A dashboard that summarizes the outcomes of sales/discovery calls logged against leads — connected, voicemail, no-answer, booked-from-call, not-interested, callback-requested — with counts, connect rate, and outcome mix per owner and per day. It turns call-disposition notes captured in the CRM into a trend instead of scattered text.

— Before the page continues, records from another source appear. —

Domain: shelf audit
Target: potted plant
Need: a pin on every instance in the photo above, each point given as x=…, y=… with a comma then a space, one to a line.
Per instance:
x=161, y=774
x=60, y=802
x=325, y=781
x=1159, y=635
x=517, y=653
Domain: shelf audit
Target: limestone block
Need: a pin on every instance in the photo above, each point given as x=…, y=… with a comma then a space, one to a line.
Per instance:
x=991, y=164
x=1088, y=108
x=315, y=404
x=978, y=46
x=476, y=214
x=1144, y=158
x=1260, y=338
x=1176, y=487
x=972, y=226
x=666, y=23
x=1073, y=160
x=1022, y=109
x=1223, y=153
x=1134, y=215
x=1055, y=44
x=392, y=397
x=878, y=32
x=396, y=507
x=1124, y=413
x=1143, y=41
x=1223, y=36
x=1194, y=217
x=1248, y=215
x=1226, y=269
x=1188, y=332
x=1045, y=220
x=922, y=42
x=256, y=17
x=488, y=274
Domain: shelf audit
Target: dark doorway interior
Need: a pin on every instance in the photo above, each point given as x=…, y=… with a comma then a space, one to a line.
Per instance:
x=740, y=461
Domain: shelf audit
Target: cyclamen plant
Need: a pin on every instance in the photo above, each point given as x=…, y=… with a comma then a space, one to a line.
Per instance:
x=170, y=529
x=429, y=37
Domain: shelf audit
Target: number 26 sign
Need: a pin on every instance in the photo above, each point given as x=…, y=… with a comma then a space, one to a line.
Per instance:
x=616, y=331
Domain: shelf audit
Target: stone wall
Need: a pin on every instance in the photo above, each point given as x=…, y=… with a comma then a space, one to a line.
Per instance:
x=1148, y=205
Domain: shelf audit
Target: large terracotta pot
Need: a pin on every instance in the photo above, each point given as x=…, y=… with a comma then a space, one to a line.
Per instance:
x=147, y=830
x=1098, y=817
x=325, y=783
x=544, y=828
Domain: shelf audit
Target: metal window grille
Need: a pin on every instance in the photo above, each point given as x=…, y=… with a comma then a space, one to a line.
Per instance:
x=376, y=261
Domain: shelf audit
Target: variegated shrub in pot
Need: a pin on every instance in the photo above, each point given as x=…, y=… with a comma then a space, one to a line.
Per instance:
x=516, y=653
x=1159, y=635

Reporting only: it reads dispositions, it does not place or transcribe calls.

  1. 01Confirm a structured disposition exists: ensure call outcomes are captured as a controlled field/tag on the lead or an activity row (not just freeform notes); if needed, define the allowed outcome set with the owner.
  2. 02Write SQL to aggregate call outcomes by type, by owner, and by day, computing connect rate (connected / attempts) and booked-from-call rate.
  3. 03Render an outcome dashboard (server component) with an outcome-mix bar, connect-rate trend, and a per-owner table; default to a rolling window with a date selector.
  4. 04Add a 'low connect rate' or 'high no-answer' flag per owner/day so coaching opportunities surface rather than being buried in totals.

Tools

Workflow surface

  • Supabase Postgres
  • SQL aggregation
  • CRM activity/disposition field
  • Next.js 16 server components
  • Inputs layer: Confirm a structured disposition exists: ensure call outcomes are captured as a controlled field/tag on the lead or an activity row (not just freeform notes); if needed, define the allowed outcome set with the owner.
  • Transform layer: Write SQL to aggregate call outcomes by type, by owner, and by day, computing connect rate (connected / attempts) and booked-from-call rate.
  • Metrics layer: Supabase Postgres contributes the trusted model for Call Outcome Dashboard so metrics are defined before they are visualized.
  • Visualization layer: SQL aggregation handles refresh, review, or reporting delivery while drive the dashboard from a controlled outcome field with a fixed vocabulary, show a 'logged vs total attempts' coverage number so under-logging is...
  • Action layer: Owners can see whether calls are connecting and converting, and which outcome patterns dominate — making call effort measurable and surfacing where...

Data flow

  1. 01Confirm a structured disposition exists: ensure call outcomes are captured as a controlled field/tag on the lead or an activity row (not just freeform notes); if needed, define the allowed outcome set with the owner.
  2. 02Write SQL to aggregate call outcomes by type, by owner, and by day, computing connect rate (connected / attempts) and booked-from-call rate.
  3. 03Render an outcome dashboard (server component) with an outcome-mix bar, connect-rate trend, and a per-owner table; default to a rolling window with a date selector.
  4. 04Add a 'low connect rate' or 'high no-answer' flag per owner/day so coaching opportunities surface rather than being buried in totals.

Controls and fallbacks

  • If dispositions are inconsistently logged (or skipped), the mix is biased toward whoever logs diligently, making cross-owner comparison unfair.
  • Drive the dashboard from a controlled outcome field with a fixed vocabulary, show a 'logged vs total attempts' coverage number so under-logging is...
  • If structured dispositions don't exist yet, ship a minimal connected-vs-not view from whatever signal is reliable (e.g.